Felaket sırasında, örgütün Haiti'deki misyon başkanı, ünlü bir Brezilyalı çocuk doktoru, çocuklar için yardım programları organizatörü, başkentin başpiskoposu, Adalet Bakanı da dahil olmak üzere BM temsilcileri öldürüldü. Haiti ve muhalefet lideri.
2010'da Haiti'deki durum: deprem, kasırga, isyanlar ve kolera salgını
Haiti depremden sonra birkaç felaketi daha geride bıraktı. Ekim 2010'da, ilaç eksikliği ve 12 Ocak'taki felaketin sonuçlarıyla karmaşık hale gelen ve tamamen ortadan kaldırılmayan bir kolera salgını başladı. Dört buçuk bin kişi koleradan öldü, enfekte olanların sayısının on binlerce olduğu tahmin ediliyor.
Salgın, 20 vatandaşın hayatına mal olan ve şiddetli sellere, cumhurbaşkanlığı seçimleri sırasında isyanlara ve Haiti'deki tüm felaketlerden sorumlu olan "cadılara" ve "büyücülere" zulme neden olan Thomas Kasırgası tarafından daha da şiddetlendi, nüfusa göre.

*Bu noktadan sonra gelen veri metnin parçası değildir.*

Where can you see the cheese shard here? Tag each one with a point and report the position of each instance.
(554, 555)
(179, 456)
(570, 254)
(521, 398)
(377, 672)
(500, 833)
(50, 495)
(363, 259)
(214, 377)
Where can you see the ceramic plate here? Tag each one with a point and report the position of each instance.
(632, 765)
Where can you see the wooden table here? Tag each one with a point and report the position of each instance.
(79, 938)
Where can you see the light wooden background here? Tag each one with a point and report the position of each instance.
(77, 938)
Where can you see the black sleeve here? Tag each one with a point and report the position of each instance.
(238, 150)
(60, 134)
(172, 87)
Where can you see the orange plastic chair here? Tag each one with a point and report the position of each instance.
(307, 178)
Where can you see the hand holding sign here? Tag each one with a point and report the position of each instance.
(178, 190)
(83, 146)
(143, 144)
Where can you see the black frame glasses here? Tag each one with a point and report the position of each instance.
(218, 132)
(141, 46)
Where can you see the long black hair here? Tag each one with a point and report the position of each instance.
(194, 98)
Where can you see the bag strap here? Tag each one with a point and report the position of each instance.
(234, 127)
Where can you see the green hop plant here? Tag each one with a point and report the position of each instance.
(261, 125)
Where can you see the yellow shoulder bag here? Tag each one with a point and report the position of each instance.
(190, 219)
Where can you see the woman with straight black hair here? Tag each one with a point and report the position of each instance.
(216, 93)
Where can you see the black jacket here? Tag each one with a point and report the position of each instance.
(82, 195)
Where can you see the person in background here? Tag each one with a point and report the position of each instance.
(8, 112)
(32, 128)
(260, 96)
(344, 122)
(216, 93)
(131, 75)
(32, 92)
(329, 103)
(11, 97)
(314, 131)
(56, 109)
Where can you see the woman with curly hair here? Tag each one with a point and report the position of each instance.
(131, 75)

İnsani durum hala büyük ölçüde istikrarsız.
Haiti'de durum şimdi nasıl, neredeyse 7 yıl sonradepremler
Haiti'nin insani durumu hala tam olarak istikrara kavuşmaktan çok uzak. Son zamanlarda, eyalet Matthew Kasırgası ve bir dizi yeni salgın tarafından vuruldu. Bunun üzerine - siyasi istikrarsızlık, düşük yaşam standartları, düzenli grevler ve mitingler, ayaklanmalar ve BM misyonunun temsilcileriyle çatışmalar. Haiti'deki durum korkunç.